The food processing industry, however, says it is not possible to gauge and fix the exact quantity of fat contents.
B. V. S. Mehta, who works in the food processing industry, explains why this is so. The edible oil content in foods, he says, “differs due to variation in different batches, multiple sourcing of crude oils, seasonal availability of oils and the variations in the fatty acid profiles due to different climatic conditions. Due to these factors, while fixing the limit is good for the consumer, we also have to ensure that the food does not get spoiled before it reaches the customer.”
The food processing industry wants more time to look into the matter and to conform to the new restrictions.
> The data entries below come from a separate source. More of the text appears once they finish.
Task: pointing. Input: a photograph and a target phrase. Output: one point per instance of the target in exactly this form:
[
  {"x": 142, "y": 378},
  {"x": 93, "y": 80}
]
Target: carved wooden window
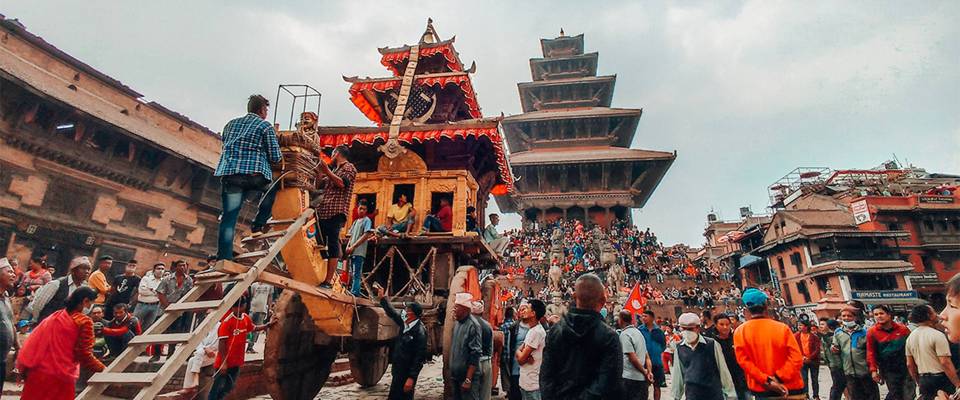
[
  {"x": 137, "y": 216},
  {"x": 150, "y": 158},
  {"x": 180, "y": 231},
  {"x": 67, "y": 198}
]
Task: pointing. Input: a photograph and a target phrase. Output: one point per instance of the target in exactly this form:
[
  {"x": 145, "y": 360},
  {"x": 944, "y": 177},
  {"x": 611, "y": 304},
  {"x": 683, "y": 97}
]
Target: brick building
[
  {"x": 887, "y": 235},
  {"x": 570, "y": 148},
  {"x": 88, "y": 167}
]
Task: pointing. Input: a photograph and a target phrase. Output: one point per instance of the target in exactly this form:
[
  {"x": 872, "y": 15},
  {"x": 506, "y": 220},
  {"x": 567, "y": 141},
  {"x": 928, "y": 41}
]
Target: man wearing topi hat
[
  {"x": 53, "y": 296},
  {"x": 700, "y": 371},
  {"x": 409, "y": 349},
  {"x": 486, "y": 345},
  {"x": 8, "y": 334},
  {"x": 465, "y": 351}
]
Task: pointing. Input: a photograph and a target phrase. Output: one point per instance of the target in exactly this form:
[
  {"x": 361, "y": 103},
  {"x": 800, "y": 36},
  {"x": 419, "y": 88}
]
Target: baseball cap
[
  {"x": 688, "y": 319},
  {"x": 754, "y": 297}
]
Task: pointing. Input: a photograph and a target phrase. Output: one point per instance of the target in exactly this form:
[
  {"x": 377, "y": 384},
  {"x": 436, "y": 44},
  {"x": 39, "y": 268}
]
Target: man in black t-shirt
[{"x": 124, "y": 288}]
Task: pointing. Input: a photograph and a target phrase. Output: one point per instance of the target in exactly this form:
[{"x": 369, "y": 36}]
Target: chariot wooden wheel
[
  {"x": 368, "y": 362},
  {"x": 295, "y": 366}
]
Akhil Agarwal, a food processor, says the industry requires at least three months “as it requires changing of labels and that is a time-consuming activity. Also, when products are transported from a region where the temperatures are 30 to 35 degrees C and brought into the heartland where temperatures vary from 35 to 40 degrees C, the food composition gets affected. Keeping these areas in mind, the oil content varies and sometimes it is more than 10 per cent to ensure that the food is intact.”...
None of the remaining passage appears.